ACTE PREMIER - Scène III



(ALCANDRE, PRIDAMANT.)

ALCANDRE
Votre fils tout d'un coup ne fut pas grand seigneur ; Toutes ses actions ne vous font pas honneur, Et je serais marri d'exposer sa misère En spectacle à des yeux autres que ceux d'un père. Il vous prit quelque argent, mais ce petit butin À peine lui dura du soir jusqu'au matin ; Et pour gagner Paris, il vendit par la plaine Des brevets à chasser la fièvre et la migraine, Dit la bonne aventure, et s'y rendit ainsi. Là, comme on vit d'esprit, il en vécut aussi. Dedans Saint-Innocent il se fit secrétaire : Après, montant d'état, il fut clerc d'un notaire. Ennuyé de la plume, il le quitta soudain, Et fit danser un singe au faubourg Saint-Germain. Il se mit sur la rime, et l'essai de sa veine Enrichit les chanteurs de la Samaritaine. Son style prit après de plus beaux ornements ; Il se hasarda même à faire des romans, Des chansons pour Gautier, des pointes pour Guillaume. Depuis, il trafiqua de chapelets, de baume, Vendit du mithridate en maître opérateur, Revint dans le palais, et fut solliciteur. Enfin, jamais Buscon, Lazarille de Tormes, Sayavèdre, et Gusman, ne prirent tant de formes. C'était là pour Dorante un honnête entretien !

PRIDAMANT
Que je vous suis tenu de ce qu'il n'en sait rien !

ALCANDRE
Sans vous faire rien voir, je vous en fais un conte, Dont le peu de longueur épargne votre honte. Las de tant de métiers sans bonheur et sans fruit, Quelque meilleur destin à Bordeaux l'a conduit ; Et là, comme il pensait au choix d'un exercice, Un brave du pays l'a pris à son service.

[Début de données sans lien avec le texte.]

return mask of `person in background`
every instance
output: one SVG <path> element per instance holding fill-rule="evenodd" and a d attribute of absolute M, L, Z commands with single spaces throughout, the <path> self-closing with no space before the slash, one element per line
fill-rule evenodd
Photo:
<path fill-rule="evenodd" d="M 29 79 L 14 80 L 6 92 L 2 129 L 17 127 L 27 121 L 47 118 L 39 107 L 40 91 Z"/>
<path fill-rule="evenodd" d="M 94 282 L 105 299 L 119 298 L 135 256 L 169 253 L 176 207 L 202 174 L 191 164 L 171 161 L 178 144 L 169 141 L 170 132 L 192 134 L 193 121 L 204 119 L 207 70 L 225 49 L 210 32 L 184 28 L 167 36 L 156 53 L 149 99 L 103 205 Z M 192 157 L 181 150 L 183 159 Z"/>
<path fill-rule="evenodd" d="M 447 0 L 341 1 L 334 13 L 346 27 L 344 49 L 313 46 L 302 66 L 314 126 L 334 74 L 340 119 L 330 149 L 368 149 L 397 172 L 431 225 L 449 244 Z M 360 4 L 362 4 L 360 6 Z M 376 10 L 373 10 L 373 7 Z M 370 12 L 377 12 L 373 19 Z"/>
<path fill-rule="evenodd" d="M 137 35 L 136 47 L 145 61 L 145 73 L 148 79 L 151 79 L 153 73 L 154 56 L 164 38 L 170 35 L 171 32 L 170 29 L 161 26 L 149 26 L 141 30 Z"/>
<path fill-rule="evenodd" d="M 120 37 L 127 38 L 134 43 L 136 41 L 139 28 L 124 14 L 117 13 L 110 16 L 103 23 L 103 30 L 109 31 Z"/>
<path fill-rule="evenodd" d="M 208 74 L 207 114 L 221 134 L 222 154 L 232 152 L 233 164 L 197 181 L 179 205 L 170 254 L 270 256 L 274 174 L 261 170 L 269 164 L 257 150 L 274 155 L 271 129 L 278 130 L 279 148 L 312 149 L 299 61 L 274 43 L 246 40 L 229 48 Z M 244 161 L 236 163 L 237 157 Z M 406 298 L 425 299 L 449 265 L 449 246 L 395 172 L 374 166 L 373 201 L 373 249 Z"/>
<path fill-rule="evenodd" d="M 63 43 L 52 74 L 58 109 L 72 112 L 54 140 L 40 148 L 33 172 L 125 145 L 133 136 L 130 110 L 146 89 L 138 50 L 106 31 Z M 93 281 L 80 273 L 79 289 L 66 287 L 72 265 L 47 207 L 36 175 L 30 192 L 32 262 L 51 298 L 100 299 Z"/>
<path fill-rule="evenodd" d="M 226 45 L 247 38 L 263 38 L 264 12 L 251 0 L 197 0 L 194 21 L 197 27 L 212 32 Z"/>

Ce guerrier amoureux en a fait son agent : Cette commission l'a remeublé d'argent ; Il sait avec adresse, en portant les paroles, De la vaillante dupe attraper les pistoles ; Même de son agent il s'est fait son rival, Et la beauté qu'il sert ne lui veut point de mal. Lorsque de ses amours vous aurez vu l'histoire, Je vous le veux montrer plein d'éclat et de gloire, Et la même action qu'il pratique aujourd'hui.

PRIDAMANT
Que déjà cet espoir soulage mon ennui !

ALCANDRE
Il a caché son nom en battant la campagne, Et s'est fait de Clindor le sieur de la Montagne ; C'est ainsi que tantôt vous l'entendrez nommer. Voyez tout sans rien dire, et sans vous alarmer. Je tarde un peu beaucoup pour votre impatience : N'en concevez pourtant aucune défiance : C'est qu'un charme ordinaire a trop peu de pouvoir Sur les spectres parlants qu'il faut vous faire voir. Entrons dedans ma grotte, afin que j'y prépare Quelques charmes nouveaux pour un effet si rare.